Amy Earhart, an associate professor at Texas A&M who teaches African American literature, is working to get a historical marker erected on the site to memorialize the Millican Massacre. Bryan is a town obsessed with history—from Stephen F. Austin’s “Old 300” colonists who settled the area to the Camino Real, the Spanish trade route that passed just north of town. But few seem interested in this story. “This history is contained within the Black community,” she said. “It’s largely unknown in the white community.”

In the process of applying for the marker, Lawrence discovered that the official map maintained by the appraisal district does not show the half-acre lot where the church once stood, even though he has the deed his father procured for the land. When Lawrence tried to straighten out the mistake, the appraisal district told him, in effect, that no church ever existed on that site.

Lawrence Smith at the church he now attends, First United Methodist in College Station.
Lawrence Smith at the church he now attends, First United Methodist in College Station.Photograph by Michael Starghill

“It’s like we’re invisible,” his nephew Brad said.

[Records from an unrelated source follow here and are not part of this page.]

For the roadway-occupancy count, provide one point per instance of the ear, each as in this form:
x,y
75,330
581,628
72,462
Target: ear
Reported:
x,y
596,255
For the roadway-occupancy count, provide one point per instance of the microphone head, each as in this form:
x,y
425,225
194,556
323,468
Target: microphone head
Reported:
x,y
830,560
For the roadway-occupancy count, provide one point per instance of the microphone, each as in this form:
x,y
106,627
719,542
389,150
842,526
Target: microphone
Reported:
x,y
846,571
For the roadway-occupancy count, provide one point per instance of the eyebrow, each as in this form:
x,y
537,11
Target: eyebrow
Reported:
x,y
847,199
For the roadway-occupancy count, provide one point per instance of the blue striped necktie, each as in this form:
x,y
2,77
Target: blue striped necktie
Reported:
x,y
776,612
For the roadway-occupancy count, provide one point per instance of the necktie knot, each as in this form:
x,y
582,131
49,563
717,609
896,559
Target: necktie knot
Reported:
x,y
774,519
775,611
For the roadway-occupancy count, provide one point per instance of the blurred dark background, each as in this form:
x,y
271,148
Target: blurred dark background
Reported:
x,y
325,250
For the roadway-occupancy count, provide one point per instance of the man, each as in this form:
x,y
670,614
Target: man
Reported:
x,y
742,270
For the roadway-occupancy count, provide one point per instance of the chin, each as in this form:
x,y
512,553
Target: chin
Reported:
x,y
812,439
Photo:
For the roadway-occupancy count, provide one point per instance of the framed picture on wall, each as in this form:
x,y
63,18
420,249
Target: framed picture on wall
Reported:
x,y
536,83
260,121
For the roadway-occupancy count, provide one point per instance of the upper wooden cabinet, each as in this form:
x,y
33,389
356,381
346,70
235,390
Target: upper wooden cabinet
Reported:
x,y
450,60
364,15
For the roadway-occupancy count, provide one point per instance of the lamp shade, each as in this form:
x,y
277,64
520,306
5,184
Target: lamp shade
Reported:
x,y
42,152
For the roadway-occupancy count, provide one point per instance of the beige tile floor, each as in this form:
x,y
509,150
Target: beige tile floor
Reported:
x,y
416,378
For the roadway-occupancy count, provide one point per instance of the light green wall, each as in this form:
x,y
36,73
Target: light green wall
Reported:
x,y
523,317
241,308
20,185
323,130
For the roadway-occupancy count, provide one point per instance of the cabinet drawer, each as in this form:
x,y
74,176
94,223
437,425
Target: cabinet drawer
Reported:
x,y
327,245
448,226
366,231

Curtis Capps seemed to agree with this assessment, at least in one instance. After he acquired his stake in Petersburg Settlement, he discovered the local power company had negotiated unfavorable easement terms with the previous owners, treating them, as he put it, “differently from their neighboring landowners who were white.” He gave notice that a white man now owned the property in the best way he knew how—he had Bill Youngkin sue Bryan Texas Utilities.

One day last summer, Lawrence spotted Capps at an H-E-B in Bryan. They exchanged a nod in passing, but Lawrence didn’t want to provoke a confrontation. Then he thought better of it.

“Hey, let me ask you something,” he said, turning back to Capps. “How am I supposed to get to my land?” Lawrence could see by Capps’s reaction that he hadn’t recognized him.

“And what land is that?” Capps asked.

“Petersburg Settlement,” he said. “The Anna Hackney tract.”

“Anna Hackney?” Capps replied. “Oh, I own all of that.”  


Correction: This article originally misstated Lawrence Smith’s age in 2012.